Ratings declined, and the critical acclaim went away, so no fans were really upset when the show got the axe, just disappointed that it ended so badly.
Tip for Crazy Ex-Girlfriend: Once Rebecca Bunch finally wins over her ex or finds the right medication, Crazy Ex-Girlfriend won’t be a live-action Overly Attached Girlfriend meme anymore, which is fine. However, the show shouldn’t try to keep going over the top to retain its quirky nature. If it does, well, it can just hope that CW will be nostalgic enough to bring it back for a limited series in the future.
DO: Make Sure Your Network Doesn’t Hate You
Happy Endings started off as a midseason replacement that burned off two episodes a week, sometimes even airing out of order. ABC claimed it was an attempt to get viewers invested in the show, but really, it just confused the hell out of people, since Happy Endings was getting slow but positive buzz. Then for its second season, ABC kept switching it around in the schedule and then didn’t air the second season finale in favor of premiering Don’t Trust the B—- in Apartment 23.

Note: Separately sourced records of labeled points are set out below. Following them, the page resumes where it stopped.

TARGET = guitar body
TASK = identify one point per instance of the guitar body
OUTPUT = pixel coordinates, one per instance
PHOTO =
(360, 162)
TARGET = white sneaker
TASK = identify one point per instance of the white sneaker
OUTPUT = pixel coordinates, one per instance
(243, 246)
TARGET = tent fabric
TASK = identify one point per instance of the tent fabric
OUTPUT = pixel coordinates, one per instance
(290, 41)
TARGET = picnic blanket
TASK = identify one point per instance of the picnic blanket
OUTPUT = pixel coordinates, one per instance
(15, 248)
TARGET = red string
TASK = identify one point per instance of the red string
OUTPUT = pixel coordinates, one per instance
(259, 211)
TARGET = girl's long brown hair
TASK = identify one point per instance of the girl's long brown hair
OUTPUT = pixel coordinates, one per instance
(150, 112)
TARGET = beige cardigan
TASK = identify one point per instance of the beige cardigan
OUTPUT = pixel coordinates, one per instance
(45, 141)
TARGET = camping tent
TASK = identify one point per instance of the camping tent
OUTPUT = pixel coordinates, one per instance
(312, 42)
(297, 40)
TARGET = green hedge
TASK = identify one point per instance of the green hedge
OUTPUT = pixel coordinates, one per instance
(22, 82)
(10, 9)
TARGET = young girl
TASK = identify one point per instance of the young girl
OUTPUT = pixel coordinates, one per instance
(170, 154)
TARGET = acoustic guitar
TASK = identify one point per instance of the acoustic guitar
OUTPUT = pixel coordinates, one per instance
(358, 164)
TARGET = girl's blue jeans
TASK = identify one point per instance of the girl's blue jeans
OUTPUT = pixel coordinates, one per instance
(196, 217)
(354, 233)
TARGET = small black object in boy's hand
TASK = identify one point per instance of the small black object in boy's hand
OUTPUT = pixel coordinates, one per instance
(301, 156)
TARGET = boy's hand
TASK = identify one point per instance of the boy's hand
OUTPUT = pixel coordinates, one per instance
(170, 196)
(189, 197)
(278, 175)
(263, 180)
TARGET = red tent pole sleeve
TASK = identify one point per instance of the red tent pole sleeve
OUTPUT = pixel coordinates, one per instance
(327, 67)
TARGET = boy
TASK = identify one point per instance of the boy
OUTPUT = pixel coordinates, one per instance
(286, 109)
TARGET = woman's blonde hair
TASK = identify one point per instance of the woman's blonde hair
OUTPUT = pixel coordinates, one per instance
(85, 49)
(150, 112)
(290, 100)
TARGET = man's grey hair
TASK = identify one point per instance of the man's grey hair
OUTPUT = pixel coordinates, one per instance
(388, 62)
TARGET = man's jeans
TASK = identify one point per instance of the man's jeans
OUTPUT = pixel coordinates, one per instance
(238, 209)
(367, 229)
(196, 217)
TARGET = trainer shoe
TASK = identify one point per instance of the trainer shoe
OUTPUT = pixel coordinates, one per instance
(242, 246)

When the show was finally moved to Friday nights for its third season, the producers of Happy Endings got the hint that ABC hated their show and would stop at nothing to kill it. Happy Endings was shopped around to other networks, and there appeared some hope with interest from USA, but they eventually declined, stating that Happy Endings had ratings too low in its third season to take a chance on it.
Tip for Crazy Ex-Girlfriend: Pray to God your network isn’t entirely filled with idiots. That’s really the only thing you can do, honestly.
Do you think Crazy Ex-Girlfriend will survive the Friday Night Death Slot?